This procedure was tested on

  • CentOS release 6.10 (on UCSD Comet cluster):
    • Matlab R2018a (9.4.0.813654) 64-bit (glnxa64) - all OK
  • CentOS release 6.9 (on UiO Abel cluster):
    • Matlab R2018a (9.4.0.813654) 64-bit (glnxa64) - all OK
    • Matlab R2017a (9.2.0.556344) 64-bit (glnxa64) - all works but matlab crashes upon exit
    • Matlab R2016a (9.0.0.341360) 64-bit (glnxa64) - all works but matlab crashes upon exit
  • Debian GNU/Linux 9 (on LISA supercomputer at SURFsara)
    • Matlab R2017b (9.3.0.713579) 64-bit (glnxa64) - all works but matlab crashes upon exit
    • Matlab R2016b (9.1.0.441655) 64-bit (glnxa64) - all works but matlab crashes upon exit

Install on Windows using pre-built binaries

Build from source - Linux

We build release package on Abel supercomputer.
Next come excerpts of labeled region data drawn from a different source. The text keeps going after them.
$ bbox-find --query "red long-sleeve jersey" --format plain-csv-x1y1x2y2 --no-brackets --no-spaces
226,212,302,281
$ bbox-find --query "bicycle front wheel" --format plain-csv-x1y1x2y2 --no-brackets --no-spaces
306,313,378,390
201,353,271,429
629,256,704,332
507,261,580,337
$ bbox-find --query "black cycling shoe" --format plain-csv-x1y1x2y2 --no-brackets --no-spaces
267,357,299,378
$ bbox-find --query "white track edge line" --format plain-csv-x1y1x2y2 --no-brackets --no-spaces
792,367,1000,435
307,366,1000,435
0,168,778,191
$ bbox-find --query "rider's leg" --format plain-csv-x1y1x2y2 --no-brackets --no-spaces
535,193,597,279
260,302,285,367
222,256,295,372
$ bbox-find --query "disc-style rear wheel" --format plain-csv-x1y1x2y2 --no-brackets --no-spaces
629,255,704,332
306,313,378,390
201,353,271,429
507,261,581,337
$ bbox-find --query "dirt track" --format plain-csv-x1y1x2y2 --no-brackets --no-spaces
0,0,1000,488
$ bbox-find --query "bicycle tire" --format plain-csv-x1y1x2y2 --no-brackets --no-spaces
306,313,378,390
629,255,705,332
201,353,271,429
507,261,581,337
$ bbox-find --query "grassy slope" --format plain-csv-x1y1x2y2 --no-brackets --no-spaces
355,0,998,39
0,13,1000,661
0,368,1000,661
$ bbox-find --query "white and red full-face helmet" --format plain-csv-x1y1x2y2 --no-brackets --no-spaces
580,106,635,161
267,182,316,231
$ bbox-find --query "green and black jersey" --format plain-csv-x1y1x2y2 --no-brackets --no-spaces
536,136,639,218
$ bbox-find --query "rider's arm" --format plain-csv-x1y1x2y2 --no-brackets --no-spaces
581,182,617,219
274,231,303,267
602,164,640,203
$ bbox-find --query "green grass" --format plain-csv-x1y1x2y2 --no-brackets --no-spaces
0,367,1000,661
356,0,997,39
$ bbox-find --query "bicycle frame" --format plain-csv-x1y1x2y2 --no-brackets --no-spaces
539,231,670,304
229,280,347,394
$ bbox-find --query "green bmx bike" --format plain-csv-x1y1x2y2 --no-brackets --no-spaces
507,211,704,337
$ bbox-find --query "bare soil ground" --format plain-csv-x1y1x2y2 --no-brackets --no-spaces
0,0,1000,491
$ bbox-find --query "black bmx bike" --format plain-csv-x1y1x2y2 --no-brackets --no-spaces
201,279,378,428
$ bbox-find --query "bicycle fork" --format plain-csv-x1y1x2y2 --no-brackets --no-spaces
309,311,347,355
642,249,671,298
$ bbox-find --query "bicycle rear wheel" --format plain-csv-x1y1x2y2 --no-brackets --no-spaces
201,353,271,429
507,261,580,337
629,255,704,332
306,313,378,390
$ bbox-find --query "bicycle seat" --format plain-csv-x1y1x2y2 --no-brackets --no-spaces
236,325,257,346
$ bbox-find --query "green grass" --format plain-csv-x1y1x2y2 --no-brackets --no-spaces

  1. Download boost/1_49_0, and compile it
    module load gcc/4.7.2
    ./bootstrap.sh --with-libraries=program_options,filesystem,system,date_time && ./b2 --j12
    
  2. Clone MiXeR repository, and compile it
    git clone --recurse-submodules -j8 git://github.com/precimed/mixer.git && cd mixer/src
    module purge && module load cmake/3.7.1 gcc/4.7.2  #  cmake/3.7.1 gcc/4.7.2
    mkdir build && cd build && cmake .. -DBOOST_ROOT=/usit/abel/u1/oleksanf/boost_1_49_0  
    make -j12 && cd ..
    
  3. Compile bgmg-cli separately (usenother combination of modules)
    module purge
    module load cmake/3.7.1 gcc/4.9.0 openmpi.gnu/1.8.1 icu/49.1.2
    mkdir build2 && cd build2 && cmake .. -DBOOST_ROOT=/usit/abel/u1/oleksanf/boost_1_49_0
    make -j12 && cd ..
    

The specific combination of gcc and boost versions is important - it turned out to be compatible with matlab. Further notes are available in src/README.md.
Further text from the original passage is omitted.